DNS Caching Layers
OS, app, resolver.
Overview
DNS responses are cached at multiple layers. Each layer respects its own TTL semantics; understanding which layer caches where is the difference between a clean failover and a 30-minute outage.
- Application caching. JVM DNS cache, Go’s net.Resolver cache. Some runtimes cache for the lifetime of the process by default.
- OS resolver cache. systemd-resolved, nscd. Caches at the host level across processes.
- Recursive resolver cache. ISP or cloud resolver. The DNS layer most operators forget about.
- TTL drives behaviour. Short TTL for failover-critical records; long TTL for steady-state performance.
The approach
Three habits make DNS caching predictable: short TTL for failover, application-level cache tuning, and game-day failover testing.

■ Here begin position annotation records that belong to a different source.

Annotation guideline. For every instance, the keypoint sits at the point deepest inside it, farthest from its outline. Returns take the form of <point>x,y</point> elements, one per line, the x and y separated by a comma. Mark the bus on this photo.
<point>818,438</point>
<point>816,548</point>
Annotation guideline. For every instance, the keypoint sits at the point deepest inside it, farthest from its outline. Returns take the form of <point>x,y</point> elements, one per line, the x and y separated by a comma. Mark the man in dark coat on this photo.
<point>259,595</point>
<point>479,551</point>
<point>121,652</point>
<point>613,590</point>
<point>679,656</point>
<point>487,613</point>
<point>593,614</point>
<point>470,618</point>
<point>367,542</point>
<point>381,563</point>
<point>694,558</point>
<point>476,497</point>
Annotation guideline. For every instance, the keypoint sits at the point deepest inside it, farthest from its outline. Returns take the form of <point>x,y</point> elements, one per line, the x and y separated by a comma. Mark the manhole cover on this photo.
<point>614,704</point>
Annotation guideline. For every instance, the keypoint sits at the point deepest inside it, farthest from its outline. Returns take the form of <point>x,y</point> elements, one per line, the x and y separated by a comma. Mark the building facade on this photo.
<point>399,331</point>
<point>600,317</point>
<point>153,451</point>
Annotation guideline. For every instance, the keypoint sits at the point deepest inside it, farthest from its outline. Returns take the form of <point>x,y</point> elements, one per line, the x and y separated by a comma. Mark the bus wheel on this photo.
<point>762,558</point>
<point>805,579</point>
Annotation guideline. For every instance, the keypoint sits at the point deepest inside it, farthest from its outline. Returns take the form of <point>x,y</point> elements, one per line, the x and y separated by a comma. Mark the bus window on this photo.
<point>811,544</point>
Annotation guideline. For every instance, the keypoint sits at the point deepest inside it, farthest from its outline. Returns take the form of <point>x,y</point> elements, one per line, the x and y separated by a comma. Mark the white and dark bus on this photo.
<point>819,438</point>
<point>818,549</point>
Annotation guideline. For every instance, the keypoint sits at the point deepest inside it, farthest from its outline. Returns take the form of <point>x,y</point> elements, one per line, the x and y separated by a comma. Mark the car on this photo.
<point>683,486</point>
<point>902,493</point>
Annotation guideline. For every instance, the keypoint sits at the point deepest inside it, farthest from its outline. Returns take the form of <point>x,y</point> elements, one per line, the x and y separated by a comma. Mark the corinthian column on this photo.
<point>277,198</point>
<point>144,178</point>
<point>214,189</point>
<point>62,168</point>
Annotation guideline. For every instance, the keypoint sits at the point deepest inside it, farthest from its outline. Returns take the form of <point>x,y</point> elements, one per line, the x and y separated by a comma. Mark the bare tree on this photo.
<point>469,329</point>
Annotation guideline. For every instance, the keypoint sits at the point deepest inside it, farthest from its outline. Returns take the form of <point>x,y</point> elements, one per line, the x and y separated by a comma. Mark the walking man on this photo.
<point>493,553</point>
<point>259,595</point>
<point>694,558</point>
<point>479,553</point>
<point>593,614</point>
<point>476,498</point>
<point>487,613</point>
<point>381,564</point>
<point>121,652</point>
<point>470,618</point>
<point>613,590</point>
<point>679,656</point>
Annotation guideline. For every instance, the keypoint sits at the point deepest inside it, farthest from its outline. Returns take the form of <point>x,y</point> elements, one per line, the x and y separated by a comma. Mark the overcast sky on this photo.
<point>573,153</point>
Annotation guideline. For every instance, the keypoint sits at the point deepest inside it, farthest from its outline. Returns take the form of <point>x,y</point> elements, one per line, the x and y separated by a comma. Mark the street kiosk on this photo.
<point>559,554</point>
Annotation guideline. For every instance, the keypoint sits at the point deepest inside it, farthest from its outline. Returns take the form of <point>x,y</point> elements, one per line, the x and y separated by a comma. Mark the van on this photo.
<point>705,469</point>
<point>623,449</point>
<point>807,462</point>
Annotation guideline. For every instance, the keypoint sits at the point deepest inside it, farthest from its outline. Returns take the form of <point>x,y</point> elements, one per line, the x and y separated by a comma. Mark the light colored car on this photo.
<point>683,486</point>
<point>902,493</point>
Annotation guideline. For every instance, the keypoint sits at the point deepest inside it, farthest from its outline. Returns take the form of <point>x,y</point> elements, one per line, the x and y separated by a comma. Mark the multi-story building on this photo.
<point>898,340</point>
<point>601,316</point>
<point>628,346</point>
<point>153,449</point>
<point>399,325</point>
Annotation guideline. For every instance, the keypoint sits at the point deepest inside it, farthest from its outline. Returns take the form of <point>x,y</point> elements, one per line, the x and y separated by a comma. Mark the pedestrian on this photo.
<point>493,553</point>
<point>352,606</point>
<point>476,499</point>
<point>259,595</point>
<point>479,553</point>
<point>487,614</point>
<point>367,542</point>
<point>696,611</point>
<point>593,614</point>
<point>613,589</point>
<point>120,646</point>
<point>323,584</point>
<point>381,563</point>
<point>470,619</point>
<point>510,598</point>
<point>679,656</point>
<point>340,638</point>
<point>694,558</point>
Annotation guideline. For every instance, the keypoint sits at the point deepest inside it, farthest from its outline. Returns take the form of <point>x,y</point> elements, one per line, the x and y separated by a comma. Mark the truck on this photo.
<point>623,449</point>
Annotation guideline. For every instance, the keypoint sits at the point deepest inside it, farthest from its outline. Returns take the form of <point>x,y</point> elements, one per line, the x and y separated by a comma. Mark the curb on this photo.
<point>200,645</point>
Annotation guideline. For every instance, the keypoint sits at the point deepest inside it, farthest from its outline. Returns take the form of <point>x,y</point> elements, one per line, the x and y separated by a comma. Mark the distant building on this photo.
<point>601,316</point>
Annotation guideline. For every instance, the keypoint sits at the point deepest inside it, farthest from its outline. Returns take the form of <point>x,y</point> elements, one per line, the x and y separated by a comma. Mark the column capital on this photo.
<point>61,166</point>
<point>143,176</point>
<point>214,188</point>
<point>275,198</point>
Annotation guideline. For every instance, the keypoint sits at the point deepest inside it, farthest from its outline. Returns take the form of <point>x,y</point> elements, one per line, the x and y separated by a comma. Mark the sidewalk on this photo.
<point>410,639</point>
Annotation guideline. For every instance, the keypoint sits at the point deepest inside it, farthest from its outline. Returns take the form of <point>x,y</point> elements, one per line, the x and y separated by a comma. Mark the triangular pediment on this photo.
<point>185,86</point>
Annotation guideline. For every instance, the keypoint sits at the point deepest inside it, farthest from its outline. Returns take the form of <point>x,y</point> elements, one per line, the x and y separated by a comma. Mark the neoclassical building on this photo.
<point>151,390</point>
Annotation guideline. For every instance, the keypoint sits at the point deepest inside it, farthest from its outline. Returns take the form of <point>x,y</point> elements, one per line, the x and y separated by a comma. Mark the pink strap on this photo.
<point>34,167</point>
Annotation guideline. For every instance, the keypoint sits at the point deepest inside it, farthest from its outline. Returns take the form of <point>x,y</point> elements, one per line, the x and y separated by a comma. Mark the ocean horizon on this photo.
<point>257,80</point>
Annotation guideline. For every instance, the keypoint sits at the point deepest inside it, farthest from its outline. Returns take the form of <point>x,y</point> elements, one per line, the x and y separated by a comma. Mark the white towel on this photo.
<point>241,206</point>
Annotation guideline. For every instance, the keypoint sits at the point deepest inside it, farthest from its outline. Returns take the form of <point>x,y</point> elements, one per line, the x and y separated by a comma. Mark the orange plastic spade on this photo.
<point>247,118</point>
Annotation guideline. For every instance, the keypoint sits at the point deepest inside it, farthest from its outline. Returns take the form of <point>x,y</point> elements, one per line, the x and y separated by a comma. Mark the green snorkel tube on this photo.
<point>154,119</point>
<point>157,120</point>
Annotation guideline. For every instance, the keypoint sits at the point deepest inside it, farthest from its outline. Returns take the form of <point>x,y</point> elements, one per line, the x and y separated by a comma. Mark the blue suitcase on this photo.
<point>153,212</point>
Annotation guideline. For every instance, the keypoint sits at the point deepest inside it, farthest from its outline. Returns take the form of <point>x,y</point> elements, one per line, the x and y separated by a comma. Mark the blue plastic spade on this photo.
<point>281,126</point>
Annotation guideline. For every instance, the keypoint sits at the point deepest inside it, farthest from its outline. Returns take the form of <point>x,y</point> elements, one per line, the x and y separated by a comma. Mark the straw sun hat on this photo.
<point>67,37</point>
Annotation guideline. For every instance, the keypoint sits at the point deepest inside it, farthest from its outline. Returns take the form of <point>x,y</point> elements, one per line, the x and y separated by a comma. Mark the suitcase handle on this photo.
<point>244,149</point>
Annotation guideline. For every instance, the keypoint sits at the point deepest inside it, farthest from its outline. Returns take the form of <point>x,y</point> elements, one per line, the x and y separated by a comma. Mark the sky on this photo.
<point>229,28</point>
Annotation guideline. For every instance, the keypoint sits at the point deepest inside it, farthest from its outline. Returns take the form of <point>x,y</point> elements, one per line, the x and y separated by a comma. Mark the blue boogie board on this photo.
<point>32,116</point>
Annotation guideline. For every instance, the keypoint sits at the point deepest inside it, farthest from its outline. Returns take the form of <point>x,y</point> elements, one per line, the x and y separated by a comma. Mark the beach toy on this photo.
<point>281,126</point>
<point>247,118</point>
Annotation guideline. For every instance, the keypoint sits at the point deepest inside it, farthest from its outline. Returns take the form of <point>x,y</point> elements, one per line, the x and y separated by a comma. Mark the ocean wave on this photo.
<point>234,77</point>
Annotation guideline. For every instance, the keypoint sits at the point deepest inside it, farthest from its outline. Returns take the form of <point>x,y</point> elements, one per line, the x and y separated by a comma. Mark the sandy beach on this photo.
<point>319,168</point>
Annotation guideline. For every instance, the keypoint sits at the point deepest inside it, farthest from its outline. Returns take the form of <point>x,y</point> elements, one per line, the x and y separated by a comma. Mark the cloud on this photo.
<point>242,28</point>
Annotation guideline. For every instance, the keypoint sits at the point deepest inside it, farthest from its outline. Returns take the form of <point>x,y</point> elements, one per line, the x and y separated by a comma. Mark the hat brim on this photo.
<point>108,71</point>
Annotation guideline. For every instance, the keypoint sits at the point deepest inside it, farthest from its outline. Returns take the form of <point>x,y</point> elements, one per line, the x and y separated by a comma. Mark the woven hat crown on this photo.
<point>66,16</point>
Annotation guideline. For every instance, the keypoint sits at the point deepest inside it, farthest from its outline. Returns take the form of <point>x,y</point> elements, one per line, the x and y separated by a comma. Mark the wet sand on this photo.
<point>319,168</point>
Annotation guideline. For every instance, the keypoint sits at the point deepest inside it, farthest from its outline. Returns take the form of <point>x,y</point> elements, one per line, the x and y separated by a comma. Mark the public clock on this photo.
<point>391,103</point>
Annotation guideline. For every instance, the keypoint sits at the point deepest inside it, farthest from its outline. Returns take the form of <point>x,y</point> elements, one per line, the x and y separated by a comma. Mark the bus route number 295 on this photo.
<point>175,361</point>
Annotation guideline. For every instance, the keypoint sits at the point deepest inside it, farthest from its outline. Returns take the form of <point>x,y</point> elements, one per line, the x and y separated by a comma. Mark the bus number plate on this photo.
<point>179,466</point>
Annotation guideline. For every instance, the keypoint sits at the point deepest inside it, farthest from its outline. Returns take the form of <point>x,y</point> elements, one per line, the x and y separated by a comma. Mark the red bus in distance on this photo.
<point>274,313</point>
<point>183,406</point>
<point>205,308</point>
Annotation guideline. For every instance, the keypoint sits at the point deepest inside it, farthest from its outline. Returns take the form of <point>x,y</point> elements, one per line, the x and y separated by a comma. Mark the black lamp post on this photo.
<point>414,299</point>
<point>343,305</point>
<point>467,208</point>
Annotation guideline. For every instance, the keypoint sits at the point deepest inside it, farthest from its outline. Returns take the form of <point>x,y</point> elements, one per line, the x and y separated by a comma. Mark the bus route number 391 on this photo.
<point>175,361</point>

- Short TTL for failover-critical. 60 seconds for records that must move during incidents. The TTL is the upper bound on recovery time.
- Application cache tuning. JVM
networkaddress.cache.ttl, Go DNS cache TTL. Override the default-forever behaviour. - Monitor resolution time. Per-resolver latency dashboard. Investigations have one place to start.
- Documented topology plus failover tests. Per-tier cache layer documented; game-day exercises validate the failover actually works.
Why this compounds
The first DNS-failover test surfaces every cache layer the team did not know about. Subsequent tests reuse the patterns; new services ship with TTL choices that match the recovery expectations.
- Better failover behaviour. Right TTL produces predictable recovery. Customers see the DNS change within the TTL window.
- Better performance. Long TTL where appropriate produces fast resolution. The cache pays back in latency.
- Better incident response. Cache-layer awareness shortens DNS-flavoured incident investigations measurably.
- Year-one investment, year-two habit. The first tuning is heavy lift. By year two, every new record ships with a deliberate TTL choice.